The decline in the Euro helps, but for Greece more is needed to battle unemployment. (A Euro at par with the dollar, vigilance on complacent policy and fiscal stimulus.)
Either way, Europe will definitely not allow Greece to leave the Union. Without question, Greece is needed for strategic-security reasons to the south of the continent.
Until Putin stops acting like a douche, the Ruble will keep falling and oil will stay depressed. Once he stops, or the $400B foreign currency reserve cushion depletes and can no longer afford to act like a douche, global GDP will accelerate (and Germany will breath a sigh of relief).
The black swan here is how Puten or a successor will act. The most dangerous animal in the jungle is a wounded animal. How will this wounded animal act when pushed too far into the corner (even if it deserves to be there)?
4. China's financial system
President Xi is working on corruption, and maybe trying to remove some of the funky accounting and debt issuance. But there has been a large accumulation of corporate debt. These risks are not new, and have been talked about as much as China's ghost cities. But in the latter part of 2014 we saw the central back start to accomidate. The big question is what strategy the Chinese powers-that-be will take? Allow for defaults or zombie banks? (There is about $4T reserves it can utilize.)

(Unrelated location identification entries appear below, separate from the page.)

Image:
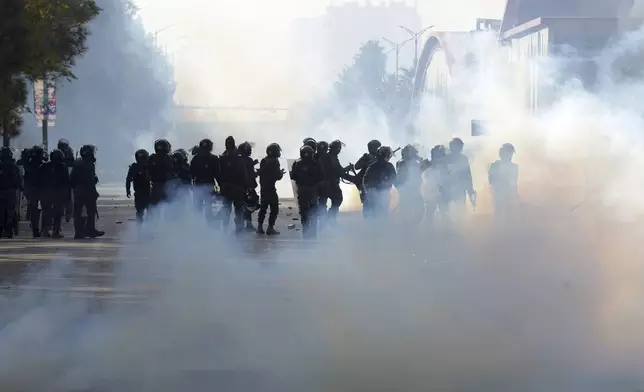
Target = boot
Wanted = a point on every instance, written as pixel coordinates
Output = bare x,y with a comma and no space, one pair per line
79,228
90,228
95,233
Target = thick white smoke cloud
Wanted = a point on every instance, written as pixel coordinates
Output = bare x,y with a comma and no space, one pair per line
548,301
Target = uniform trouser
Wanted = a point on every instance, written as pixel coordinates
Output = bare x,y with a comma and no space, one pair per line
69,208
33,195
379,200
232,197
85,197
438,204
307,202
202,199
248,216
323,198
69,205
8,204
334,193
53,203
158,193
141,204
268,199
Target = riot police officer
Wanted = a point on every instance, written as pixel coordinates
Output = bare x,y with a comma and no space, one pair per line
138,176
503,177
408,183
205,171
245,150
333,172
160,171
322,150
33,184
83,182
269,173
378,180
55,190
181,168
9,185
232,184
309,141
63,145
361,165
307,174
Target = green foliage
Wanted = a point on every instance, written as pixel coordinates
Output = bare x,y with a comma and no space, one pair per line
37,38
367,81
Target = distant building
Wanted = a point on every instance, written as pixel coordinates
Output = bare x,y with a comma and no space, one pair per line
578,29
330,42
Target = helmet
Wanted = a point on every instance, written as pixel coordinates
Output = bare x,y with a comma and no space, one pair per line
251,201
245,149
162,146
205,145
309,141
230,143
437,152
141,156
456,145
6,154
373,146
56,155
306,152
506,151
179,156
87,151
384,153
409,152
274,150
335,147
323,147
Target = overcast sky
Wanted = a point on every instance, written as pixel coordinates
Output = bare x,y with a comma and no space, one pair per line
236,52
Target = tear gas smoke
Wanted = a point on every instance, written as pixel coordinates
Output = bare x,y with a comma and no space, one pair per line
124,89
546,301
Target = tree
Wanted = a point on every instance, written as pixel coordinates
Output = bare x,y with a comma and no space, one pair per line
38,38
365,77
124,91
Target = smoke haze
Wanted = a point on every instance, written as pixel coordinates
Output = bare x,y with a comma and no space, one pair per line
546,301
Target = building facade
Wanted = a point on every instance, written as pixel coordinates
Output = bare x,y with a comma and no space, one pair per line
573,31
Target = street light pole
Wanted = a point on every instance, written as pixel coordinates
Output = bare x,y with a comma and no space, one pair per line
416,37
396,47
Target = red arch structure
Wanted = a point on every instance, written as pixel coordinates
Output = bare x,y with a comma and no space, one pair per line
447,42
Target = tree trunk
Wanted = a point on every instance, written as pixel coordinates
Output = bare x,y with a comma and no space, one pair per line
6,138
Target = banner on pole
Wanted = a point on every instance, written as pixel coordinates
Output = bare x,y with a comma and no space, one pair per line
45,104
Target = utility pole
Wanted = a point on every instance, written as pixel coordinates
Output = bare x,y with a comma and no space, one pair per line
45,119
397,47
416,37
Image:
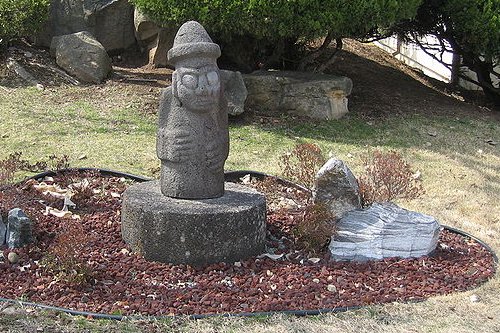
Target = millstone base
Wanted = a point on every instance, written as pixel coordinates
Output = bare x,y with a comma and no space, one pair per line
194,232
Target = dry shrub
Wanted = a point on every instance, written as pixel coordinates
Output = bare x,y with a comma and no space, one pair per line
64,259
302,164
315,227
388,177
14,163
81,183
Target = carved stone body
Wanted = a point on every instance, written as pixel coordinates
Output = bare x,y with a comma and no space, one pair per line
193,137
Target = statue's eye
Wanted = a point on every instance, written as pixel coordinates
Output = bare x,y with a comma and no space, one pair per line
213,78
189,81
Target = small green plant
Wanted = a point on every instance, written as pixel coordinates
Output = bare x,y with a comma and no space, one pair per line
315,227
64,259
302,163
388,177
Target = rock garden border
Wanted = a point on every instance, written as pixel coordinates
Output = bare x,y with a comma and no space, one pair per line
229,176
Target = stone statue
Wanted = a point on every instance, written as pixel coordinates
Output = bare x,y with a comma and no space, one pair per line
224,222
193,137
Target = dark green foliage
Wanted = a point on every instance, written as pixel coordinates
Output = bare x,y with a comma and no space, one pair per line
277,31
20,18
469,28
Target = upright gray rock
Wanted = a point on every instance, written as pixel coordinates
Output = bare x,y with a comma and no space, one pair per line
313,95
193,135
82,56
19,229
235,92
110,21
383,231
336,186
3,232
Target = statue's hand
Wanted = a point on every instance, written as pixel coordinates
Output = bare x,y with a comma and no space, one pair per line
215,156
175,145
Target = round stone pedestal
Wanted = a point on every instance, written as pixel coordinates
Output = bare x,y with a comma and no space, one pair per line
195,232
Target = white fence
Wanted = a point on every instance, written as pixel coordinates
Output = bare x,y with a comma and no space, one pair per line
414,56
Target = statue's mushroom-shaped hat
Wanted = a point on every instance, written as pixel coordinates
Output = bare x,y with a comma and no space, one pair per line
192,40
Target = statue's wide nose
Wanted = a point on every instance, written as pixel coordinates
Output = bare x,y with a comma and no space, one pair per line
202,85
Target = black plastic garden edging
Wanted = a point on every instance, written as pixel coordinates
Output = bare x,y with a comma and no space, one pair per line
230,176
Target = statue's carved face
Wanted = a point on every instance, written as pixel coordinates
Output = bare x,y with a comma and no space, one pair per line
197,88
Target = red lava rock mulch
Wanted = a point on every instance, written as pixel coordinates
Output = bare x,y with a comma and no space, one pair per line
121,282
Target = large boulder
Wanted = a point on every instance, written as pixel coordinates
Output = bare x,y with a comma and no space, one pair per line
235,91
19,229
337,188
384,230
82,56
110,21
313,95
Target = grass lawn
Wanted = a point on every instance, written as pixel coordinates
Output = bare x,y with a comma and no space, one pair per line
113,126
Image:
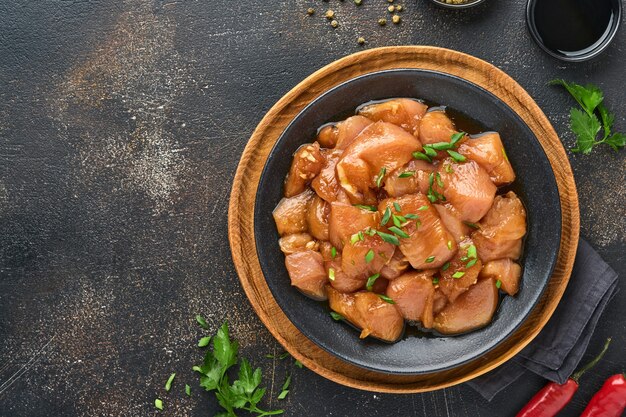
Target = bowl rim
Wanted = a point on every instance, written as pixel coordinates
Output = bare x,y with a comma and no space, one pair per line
273,153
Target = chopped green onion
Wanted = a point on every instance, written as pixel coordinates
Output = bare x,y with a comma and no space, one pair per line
370,281
381,175
456,137
386,216
365,207
168,384
385,298
456,156
422,156
202,322
388,238
336,316
399,232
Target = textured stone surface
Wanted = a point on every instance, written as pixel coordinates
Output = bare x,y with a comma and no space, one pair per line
121,125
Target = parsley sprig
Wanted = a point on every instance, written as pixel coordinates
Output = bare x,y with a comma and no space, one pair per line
585,124
244,393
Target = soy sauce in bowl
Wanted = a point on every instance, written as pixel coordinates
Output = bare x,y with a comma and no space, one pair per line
573,30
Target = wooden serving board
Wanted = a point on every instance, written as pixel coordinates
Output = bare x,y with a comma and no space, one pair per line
241,212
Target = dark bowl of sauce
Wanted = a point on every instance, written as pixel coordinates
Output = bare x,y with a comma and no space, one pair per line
573,30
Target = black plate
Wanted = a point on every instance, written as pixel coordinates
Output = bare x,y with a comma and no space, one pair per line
535,184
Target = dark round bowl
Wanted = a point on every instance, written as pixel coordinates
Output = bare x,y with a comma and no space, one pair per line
577,56
535,185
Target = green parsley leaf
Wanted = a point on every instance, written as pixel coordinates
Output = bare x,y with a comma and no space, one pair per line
422,156
285,389
388,238
399,232
370,281
202,322
336,316
385,298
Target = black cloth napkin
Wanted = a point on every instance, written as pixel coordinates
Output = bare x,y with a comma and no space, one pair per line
555,352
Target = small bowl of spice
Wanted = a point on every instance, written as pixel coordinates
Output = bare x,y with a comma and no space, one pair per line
457,4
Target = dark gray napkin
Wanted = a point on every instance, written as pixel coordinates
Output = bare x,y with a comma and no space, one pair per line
556,351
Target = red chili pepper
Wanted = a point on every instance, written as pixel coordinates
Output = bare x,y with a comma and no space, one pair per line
610,400
553,397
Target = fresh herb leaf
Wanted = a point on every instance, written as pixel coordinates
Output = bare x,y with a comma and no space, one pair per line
386,217
385,298
456,156
399,232
388,238
365,207
422,156
336,316
381,175
370,281
202,322
285,389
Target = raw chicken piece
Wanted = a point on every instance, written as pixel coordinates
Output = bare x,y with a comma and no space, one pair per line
368,312
290,214
307,273
340,135
366,257
488,151
412,292
346,220
317,218
501,230
307,163
341,281
402,112
418,182
429,245
468,188
297,242
380,145
325,184
472,310
436,127
396,266
457,277
451,219
506,271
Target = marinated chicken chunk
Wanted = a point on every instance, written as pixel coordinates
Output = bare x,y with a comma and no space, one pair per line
501,231
402,112
380,149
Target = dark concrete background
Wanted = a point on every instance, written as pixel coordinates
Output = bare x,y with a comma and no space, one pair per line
121,125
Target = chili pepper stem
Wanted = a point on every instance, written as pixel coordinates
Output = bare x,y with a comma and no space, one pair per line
576,376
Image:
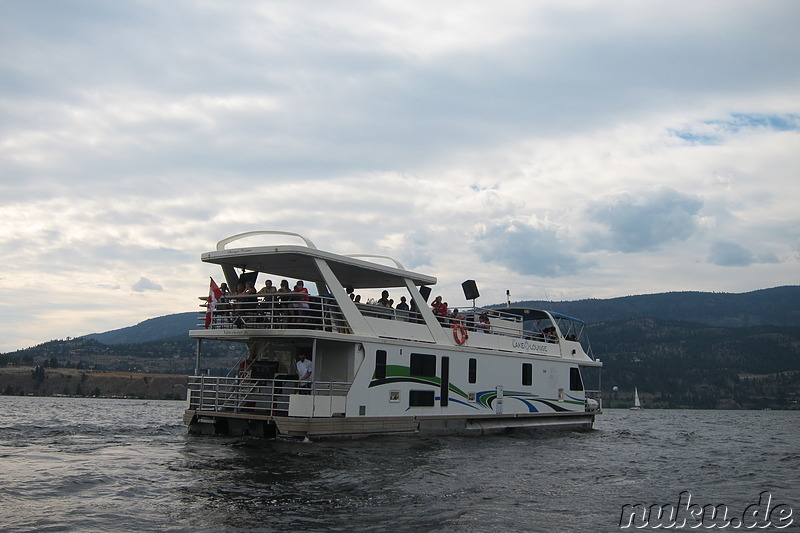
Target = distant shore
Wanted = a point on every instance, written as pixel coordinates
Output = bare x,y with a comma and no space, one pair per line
27,381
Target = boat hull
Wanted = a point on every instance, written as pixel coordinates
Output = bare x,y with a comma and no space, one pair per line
239,424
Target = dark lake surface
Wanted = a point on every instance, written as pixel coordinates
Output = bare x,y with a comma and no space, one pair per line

Either way, the actions to be taken appear to be in a controlled manner, minimising a potential domino effect. Also, any financial crisis that were to happen in China is inherently ring fenced. There is no or minimal interbank lending with western institutions. A real consequence would be a big slowdown in global GDP growth.
A wild card here, if there is a financial issue in China, curious how it will effect one of the largestsfinancial institutions in the world, Alipay (Tianhong Asset Management).